Nouveaux couples, nouvelles familles
Je vous partage ici mes notes sur la Conférence de Boris Cyrulnik
Il est beaucoup plus difficile de définir la famille aujourd’hui ; c’est devenu un espace variable avec les nouvelles formes de famille.
La proximité affective rend les relations compliquées ; c’est au sein de la famille que le poids des mots est le plus important. Ils peuvent être douloureux et les blessures sont donc faciles.
Les couples et les familles instables ne parviennent pas à travailler sur la séparation.
Les couples et les familles stables travaillent sur la séparation.
La même blessure a un destin différent selon le contexte culturel et social.
Avant, la filiation affective avait plus d’importance que la filiation biologique. Aujourd’hui, beaucoup de cultures pensent que la filiation biologique est secondaire.
La culture a valorisé la violence masculine (gladiateurs, guerriers, bagarreurs…) ; maintenant ça n’est plus le cas (ou beaucoup moins) mais c’est récent dans notre histoire.
Le père « napoléonien » représente un père très absent et la mère était donc dévouée à la famille. Les femmes de cette époque instrumentalisaient les pères qui exerçaient leur autorité paternelle en « pères fouettards » quand ils rentraient.
Aujourd’hui, les hommes ne veulent pas être des pères fouettards. Il y a un grand progrès dans la relation père/enfant… mais ça rend la séparation plus douloureuse en cas de divorce ou séparation du couple.
Chacun a sa représentation de la famille. Il y aurait 550 formes de familles différentes rien que dans la représentation « traditionnelle » de la famille !!
Le développement du bébé dans le ventre de la mère est totalement en lien avec les émotions maternelles (stress, violences, joies…) En cas de stress chronique, des substances toxiques se développent dans le cerveau du bébé. Par neuro-imagerie, on observe des dysfonctionnements cérébraux avant même la naissance. Pour autant, ce n’est pas la mère qui est coupable ! Ce sont les émotions qu’elle vit.
Et si on entoure la mère alors le bébé reprend la construction de son cerveau. On n’a même pas besoin de s’occuper du bébé. Une mère sécurisée devient une mère sécurisante. Il est donc important de s’occuper des femmes enceintes !
Des observations montrent que des bébés abandonnés dormant mal, mangeant mal pouvaient, après 24-48h, retrouver un sommeil, un appétit et des sécrétions hormonales satisfaisants quand ils ont un substitut parental sécurisant. C’est de la résilience physiologique !

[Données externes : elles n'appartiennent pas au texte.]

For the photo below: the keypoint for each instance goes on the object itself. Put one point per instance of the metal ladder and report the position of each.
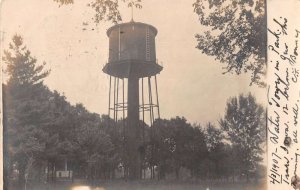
(147, 44)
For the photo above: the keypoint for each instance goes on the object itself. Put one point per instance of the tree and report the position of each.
(24, 104)
(214, 142)
(244, 124)
(236, 35)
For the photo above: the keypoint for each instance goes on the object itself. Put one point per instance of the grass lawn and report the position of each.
(151, 185)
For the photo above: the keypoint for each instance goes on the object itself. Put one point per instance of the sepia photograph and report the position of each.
(134, 94)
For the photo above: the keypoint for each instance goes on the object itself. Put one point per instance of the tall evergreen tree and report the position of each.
(244, 124)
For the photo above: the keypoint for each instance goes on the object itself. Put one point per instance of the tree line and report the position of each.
(42, 129)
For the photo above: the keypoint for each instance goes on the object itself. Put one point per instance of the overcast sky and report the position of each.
(190, 85)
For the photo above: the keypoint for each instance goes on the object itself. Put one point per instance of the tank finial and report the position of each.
(132, 13)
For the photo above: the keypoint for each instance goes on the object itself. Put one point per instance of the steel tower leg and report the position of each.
(133, 130)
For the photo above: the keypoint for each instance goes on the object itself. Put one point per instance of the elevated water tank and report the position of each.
(132, 51)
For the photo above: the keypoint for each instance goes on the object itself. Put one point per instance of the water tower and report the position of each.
(132, 67)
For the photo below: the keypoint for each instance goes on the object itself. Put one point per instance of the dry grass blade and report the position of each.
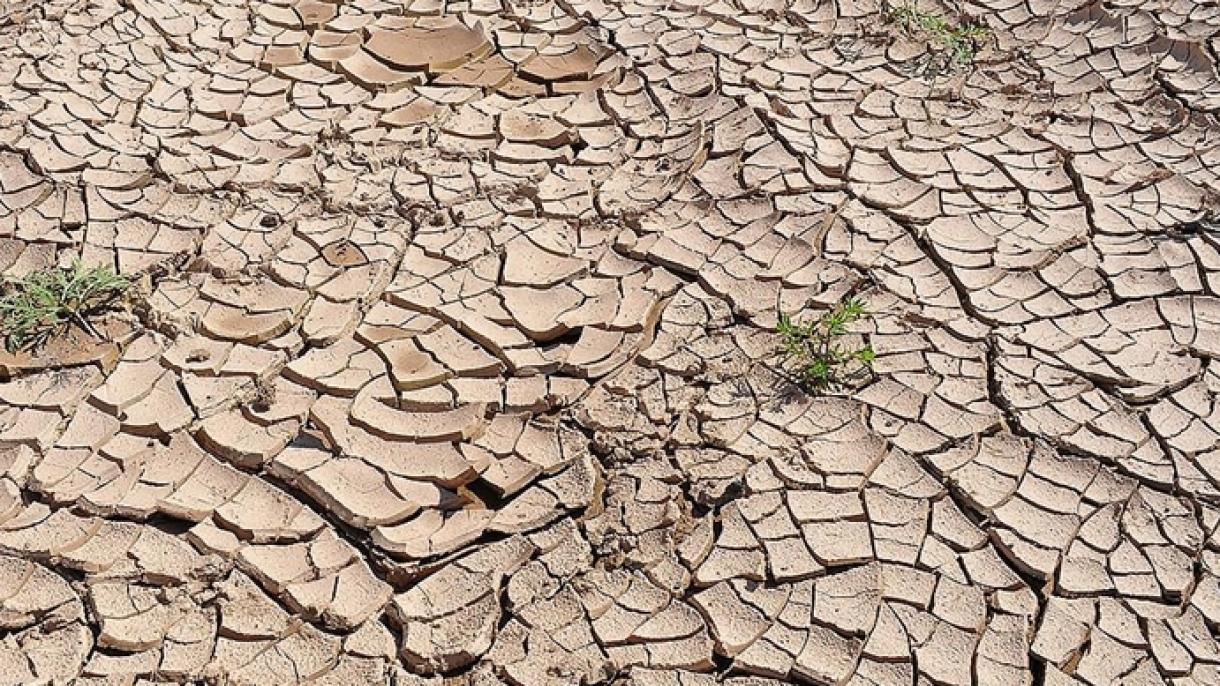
(38, 305)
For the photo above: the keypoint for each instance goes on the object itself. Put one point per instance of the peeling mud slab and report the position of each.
(460, 361)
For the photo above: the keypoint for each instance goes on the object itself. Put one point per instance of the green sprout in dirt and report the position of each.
(814, 348)
(958, 43)
(42, 304)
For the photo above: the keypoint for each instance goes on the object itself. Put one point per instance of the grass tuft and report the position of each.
(42, 304)
(958, 43)
(814, 349)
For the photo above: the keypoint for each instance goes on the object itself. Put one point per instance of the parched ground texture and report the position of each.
(455, 361)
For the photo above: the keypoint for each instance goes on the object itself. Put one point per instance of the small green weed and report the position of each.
(40, 304)
(958, 43)
(813, 348)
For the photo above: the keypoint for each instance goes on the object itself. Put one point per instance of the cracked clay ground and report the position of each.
(453, 355)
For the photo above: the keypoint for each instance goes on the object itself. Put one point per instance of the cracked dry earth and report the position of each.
(454, 357)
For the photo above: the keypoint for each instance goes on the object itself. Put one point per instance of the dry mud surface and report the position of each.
(455, 355)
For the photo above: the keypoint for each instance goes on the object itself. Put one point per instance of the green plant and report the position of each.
(958, 43)
(814, 349)
(38, 305)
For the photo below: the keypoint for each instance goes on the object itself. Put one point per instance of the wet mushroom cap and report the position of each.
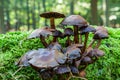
(47, 58)
(74, 20)
(87, 29)
(86, 60)
(101, 33)
(98, 52)
(68, 32)
(74, 70)
(62, 69)
(57, 33)
(42, 31)
(73, 53)
(52, 15)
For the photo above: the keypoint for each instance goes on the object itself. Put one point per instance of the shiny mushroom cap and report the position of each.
(57, 33)
(86, 60)
(55, 46)
(68, 32)
(62, 69)
(47, 59)
(98, 53)
(23, 61)
(42, 31)
(73, 53)
(52, 15)
(101, 33)
(87, 30)
(74, 20)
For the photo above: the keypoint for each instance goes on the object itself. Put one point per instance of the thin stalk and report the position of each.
(43, 41)
(52, 23)
(76, 38)
(98, 44)
(85, 42)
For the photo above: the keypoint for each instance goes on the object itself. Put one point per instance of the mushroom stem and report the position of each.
(92, 42)
(55, 39)
(52, 23)
(80, 39)
(85, 42)
(76, 38)
(68, 42)
(98, 44)
(43, 41)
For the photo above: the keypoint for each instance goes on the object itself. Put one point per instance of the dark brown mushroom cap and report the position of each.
(62, 69)
(42, 31)
(68, 32)
(74, 20)
(52, 15)
(47, 58)
(101, 33)
(74, 70)
(98, 53)
(46, 74)
(87, 29)
(23, 61)
(86, 60)
(55, 46)
(57, 33)
(73, 53)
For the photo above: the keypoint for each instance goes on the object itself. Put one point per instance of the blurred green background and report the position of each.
(24, 14)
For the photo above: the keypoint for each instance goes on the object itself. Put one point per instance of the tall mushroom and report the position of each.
(57, 34)
(86, 32)
(52, 16)
(68, 32)
(76, 21)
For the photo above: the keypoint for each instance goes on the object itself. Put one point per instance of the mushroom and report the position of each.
(68, 32)
(41, 33)
(51, 16)
(57, 34)
(76, 21)
(86, 32)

Pour autant, un bébé qui vit sans altérité voit son cerveau s’atrophié en 3 semaines. Si l’abandon est trop loin, la résilience ne fonctionne pas.
Il est important que le bébé n’ait pas qu’une seule figure d’attachement. Il risque d’être pris dans un piège affectif. Il doit aimer deux figures différentes.
Le père et la mère s’occupent du bébé différemment et c’est important que l’enfant apprenne à aimer de deux façons différentes.
Bowlby dit que le système familial est le plus protecteur et permet de multiples attachements selon que la famille compte 4,6,8 personnes… L’enfant apprend les interactions très précocement et s’il a plusieurs tuteurs de développement, cela permet que si une figure est défaillante à certains moments, d’autres sont présentes.
Parler autour d’un bébé active dans son cerveau la zone des sons. S’adresser directement au bébé lui permet de transformer sa zone des sons en zone du langage.
En 2 générations, les conditions des femmes ont énormément changées. Avant, le divorce était une tragédie, maintenant, c’est très différent même si ça peut être très douloureux.
Aujourd’hui, il y a beaucoup plus de grossesses médicalisées notamment car les femmes procréent plus tardivement. Mais les femmes connaissent aussi beaucoup plus de solitude autour de leur grossesse et leur accouchement = peu ou pas de transmission d’informations dans notre culture, de l’environnement. Avant, les femmes étaient très entourées ; aujourd’hui, elles sont très autonomes et plus seules. Elles rentrent beaucoup trop vite chez elles après la naissance de leur enfant.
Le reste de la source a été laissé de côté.